Miraflores Panama Canal Visitor’s Center: $17.22 per person in May 2025. Website suggests spending 1.5 hours here.
Fonda Lo Que Hay: Edificio el Colegio, C. José D. de la Obaldía. Open Wednesday – Monday 12:00 – 11:00. Closed Tuesday. Reservations recommended.
10 Tastings of Panama’s Old Quarter (with Daly): $83.10 per person.
La Casa del Habana: C. 1a Oeste, Panamá, Provincia de Panamá, Panama. Open daily 10 – 6.
Kannibal Panamá: Av. B, Panamá. Located on the rooftop – take the elevator in the parking garage to the top floor. Open daily 5 PM – late.

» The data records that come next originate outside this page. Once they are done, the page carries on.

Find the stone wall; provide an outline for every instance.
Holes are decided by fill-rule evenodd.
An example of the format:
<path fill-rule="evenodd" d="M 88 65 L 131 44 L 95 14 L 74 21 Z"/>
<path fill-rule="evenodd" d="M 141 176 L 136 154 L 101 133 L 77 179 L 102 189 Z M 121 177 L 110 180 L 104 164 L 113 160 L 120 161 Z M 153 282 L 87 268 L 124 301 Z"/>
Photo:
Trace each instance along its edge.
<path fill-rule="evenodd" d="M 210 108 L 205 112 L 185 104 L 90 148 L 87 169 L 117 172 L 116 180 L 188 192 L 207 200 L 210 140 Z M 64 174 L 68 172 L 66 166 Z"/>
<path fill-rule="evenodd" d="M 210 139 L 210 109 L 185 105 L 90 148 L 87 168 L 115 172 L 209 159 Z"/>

Mazatlán Rooftop: Av. Eloy Alfaro, Panamá. Open daily 5:00 PM – 12:00 AM. Reservations suggested on weekends.
Mai Mai: Panamá Design Center (PDC, Panamá, Provincia de Panamá, Panama. Open Monday – Saturday 5 – 11:30.
Panama Canal Museum: Plaza de la Independencia, C. 5a Este, Panamá, Provincia de Panamá, Panama. Closed Monday. Open Tuesday – Sunday 9 – 6. $15 per adult.
Mola Museum: Planta baja y nivel 200, C. José D. de la Obaldía, Panamá, Provincia de Panamá, Panama. Closed Monday. Open Tuesday – Sunday 10 – 4:30. Free entry.
Beirut: Ricardo Arias St, Panama City, Panamá Province, Panama. Open daily 11 – 2 AM. Shisha available.
Pedro Mandinga Rum Bar: Calle Avenida A. Casco Antiguo, entre Plaza Herrera y Calle 8va, Panamá, Panamá, Panama. Open daily 4 – 11:30, opens at 12 Friday – Sunday.
San Blas Ialands Day Trip via Viator: $150 per person, included all transportation and lunch.

Wow what a wonderful trip with great pics.